Ex-San Francisco Pro Bowl punter Tom Wittum dies
Former San Francisco 49ers Pro Bowl punter Tom Wittum, who was drafted by the Chicago White Sox but opted for a standout baseball and football career at Northern Illinois, has died. He was 60.
Wittum died of cancer Friday at his home in the northern Chicago suburb of Antioch, his son, Matt Wittum, said Tuesday.
A fifth-round pick of the Chicago White Sox in 1968, Wittum instead chose to attend Northern Illinois. He set 10 school kicking records as a place kicker and punter, including the career, single-season and single-game records for punts, punting yards and punting average.

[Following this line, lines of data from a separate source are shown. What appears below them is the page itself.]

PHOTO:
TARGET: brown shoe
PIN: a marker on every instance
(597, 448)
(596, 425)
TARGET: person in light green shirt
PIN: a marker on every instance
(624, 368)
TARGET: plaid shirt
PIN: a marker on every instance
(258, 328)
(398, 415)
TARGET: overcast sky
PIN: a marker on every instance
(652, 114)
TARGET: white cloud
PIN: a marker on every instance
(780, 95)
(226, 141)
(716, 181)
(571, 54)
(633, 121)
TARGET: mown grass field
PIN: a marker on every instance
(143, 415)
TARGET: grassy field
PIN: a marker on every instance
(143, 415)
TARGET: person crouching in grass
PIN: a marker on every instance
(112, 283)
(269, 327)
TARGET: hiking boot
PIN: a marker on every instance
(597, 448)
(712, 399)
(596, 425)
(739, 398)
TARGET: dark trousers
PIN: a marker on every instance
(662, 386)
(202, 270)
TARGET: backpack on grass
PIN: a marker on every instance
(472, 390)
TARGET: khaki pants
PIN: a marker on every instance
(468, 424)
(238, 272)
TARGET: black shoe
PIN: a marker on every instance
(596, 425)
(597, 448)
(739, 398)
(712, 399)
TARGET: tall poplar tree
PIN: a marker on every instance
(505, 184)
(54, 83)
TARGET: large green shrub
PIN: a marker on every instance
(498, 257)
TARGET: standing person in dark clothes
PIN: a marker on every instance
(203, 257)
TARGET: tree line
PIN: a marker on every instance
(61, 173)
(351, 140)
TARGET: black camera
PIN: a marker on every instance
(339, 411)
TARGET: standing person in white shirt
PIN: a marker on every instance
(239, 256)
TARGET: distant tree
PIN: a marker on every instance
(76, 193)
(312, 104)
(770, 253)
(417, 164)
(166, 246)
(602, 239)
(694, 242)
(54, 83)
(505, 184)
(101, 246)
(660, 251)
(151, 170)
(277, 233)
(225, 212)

Equally skilled as a third baseman, Wittum helped lead Northern Illinois to a 24-8 record in 1972 - the first year the Huskies were invited to the NCAA baseball tournament.
Wittum was drafted by the 49ers in 1972. The two-time Pro Bowler played in 70 games with San Francisco from 1973-77, kicking 380 punts for 15,494 yards with a 40.8-yard gross average, according to the team.
He retired from the NFL after a serious car accident left him with several broken bones in 1978, but went on to teach driver's education and coach for more than 30 years, most of it at Grayslake High School in Grayslake, Ill.
He is survived by his wife, Cheryl, four children, four grandchildren, and two sisters.
The 49ers said in a statement posted on the team Web site that it was deeply saddened by news of Wittum's death.
Matt Wittum said a memorial service was held Tuesday at The Chapel in Grayslake.